Sign in to post your reply or Sign up for a free account.

Similar topics

7
by: Lowell Kirsh | last post by:
I have a script which I use to find all duplicates of files within a given directory and all its subdirectories. It seems like it's longer than it needs to be but I can't figure out how to shorten...
24
by: Mandus | last post by:
Hi there, inspired by a recent thread where the end of reduce/map/lambda in Python was discussed, I looked over some of my maps, and tried to convert them to list-comprehensions. This one I...
90
by: Christoph Zwerschke | last post by:
Ok, the answer is easy: For historical reasons - built-in sets exist only since Python 2.4. Anyway, I was thinking about whether it would be possible and desirable to change the old behavior in...
4
by: sri2097 | last post by:
Hi all, I'm storing number of dictionary values into a file using the 'cPickle' module and then am retrieving it. The following is the code for it - # Code for storing the values in the file...
6
by: Niyazi | last post by:
Hi all, What is fastest way removing duplicated value from string array using vb.net? Here is what currently I am doing but the the array contains over 16000 items.
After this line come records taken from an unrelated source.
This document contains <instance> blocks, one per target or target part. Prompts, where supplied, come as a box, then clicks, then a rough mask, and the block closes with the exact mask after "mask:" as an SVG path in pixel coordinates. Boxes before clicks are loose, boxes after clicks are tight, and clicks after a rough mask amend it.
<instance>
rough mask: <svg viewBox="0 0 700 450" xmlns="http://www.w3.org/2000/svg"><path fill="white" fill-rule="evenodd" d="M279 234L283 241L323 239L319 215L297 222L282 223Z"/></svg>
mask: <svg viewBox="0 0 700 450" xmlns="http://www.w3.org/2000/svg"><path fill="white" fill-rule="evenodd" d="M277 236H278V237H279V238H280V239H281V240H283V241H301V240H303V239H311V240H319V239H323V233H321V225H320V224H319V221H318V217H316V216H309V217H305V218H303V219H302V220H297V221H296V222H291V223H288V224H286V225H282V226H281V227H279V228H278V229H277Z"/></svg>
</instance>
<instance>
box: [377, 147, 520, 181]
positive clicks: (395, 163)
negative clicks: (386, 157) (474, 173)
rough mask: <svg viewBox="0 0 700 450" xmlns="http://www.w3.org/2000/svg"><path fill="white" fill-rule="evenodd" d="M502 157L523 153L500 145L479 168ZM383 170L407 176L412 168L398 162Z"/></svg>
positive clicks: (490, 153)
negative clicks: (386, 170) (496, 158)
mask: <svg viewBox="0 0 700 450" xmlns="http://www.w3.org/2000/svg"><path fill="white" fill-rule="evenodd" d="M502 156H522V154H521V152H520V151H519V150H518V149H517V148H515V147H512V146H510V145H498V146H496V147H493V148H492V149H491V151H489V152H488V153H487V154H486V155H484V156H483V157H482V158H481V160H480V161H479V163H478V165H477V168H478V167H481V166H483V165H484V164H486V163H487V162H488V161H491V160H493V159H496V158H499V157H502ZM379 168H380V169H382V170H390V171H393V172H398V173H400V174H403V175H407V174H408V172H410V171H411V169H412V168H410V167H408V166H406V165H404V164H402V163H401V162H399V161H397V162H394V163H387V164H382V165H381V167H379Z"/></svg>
And it just do it in 10 or...
5
by: aamircheema | last post by:
Hi, Say I have a table Job with columns name, date, salary . I want to get the name ,date and salary for the date when that person earned maximum salary. I am using something like SELECT...
3
by: psbasha | last post by:
Hi, Is it mandatory to clear the data from the List ,Dictionary and Tuples after using it?. - PSB
7
by: =?Utf-8?B?Sm9lbCBNZXJr?= | last post by:
I have created a custom class with both value type members and reference type members. I then have another custom class which inherits from a generic list of my first class. This custom listneeds...
4
by: mrstephengross | last post by:
Let's say I've got a list of tuples, like so: ( ('a', '1'), ('b', '2'), ('c', '3') And I want to turn it into a dictionary in which the first value of each tuple is a key and the second value...
1
by: CloudSolutions | last post by:
Introduction: For many beginners and individual users, requiring a credit card and email registration may pose a barrier when starting to use cloud servers. However, some cloud server providers now...
0
by: Faith0G | last post by:
I am starting a new it consulting business and it's been a while since I setup a new website. Is wordpress still the best web based software for hosting a 5 page website? The webpages will be...
0
isladogs
by: isladogs | last post by:
The next Access Europe User Group meeting will be on Wednesday 3 Apr 2024 starting at 18:00 UK time (6PM UTC+1) and finishing by 19:30 (7.30PM). In this session, we are pleased to welcome former...
0
by: ryjfgjl | last post by:
In our work, we often need to import Excel data into databases (such as MySQL, SQL Server, Oracle) for data analysis and processing. Usually, we use database tools like Navicat or the Excel import...
0
by: taylorcarr | last post by:
A Canon printer is a smart device known for being advanced, efficient, and reliable. It is designed for home, office, and hybrid workspace use and can also be used for a variety of purposes. However,...
0
by: Charles Arthur | last post by:
How do i turn on java script on a villaon, callus and itel keypad mobile phone
0
BarryA
by: BarryA | last post by:
What are the essential steps and strategies outlined in the Data Structures and Algorithms (DSA) roadmap for aspiring data scientists? How can individuals effectively utilize this roadmap to progress...
1
by: nemocccc | last post by:
hello, everyone, I want to develop a software for my android phone for daily needs, any suggestions?
0
by: Hystou | last post by:
There are some requirements for setting up RAID: 1. The motherboard and BIOS support RAID configuration. 2. The motherboard has 2 or more available SATA protocol SSD/HDD slots (including MSATA, M.2...

By using Bytes.com and it's services, you agree to our Privacy Policy and Terms of Use.

To disable or enable advertisements and analytics tracking please visit the manage ads & tracking page.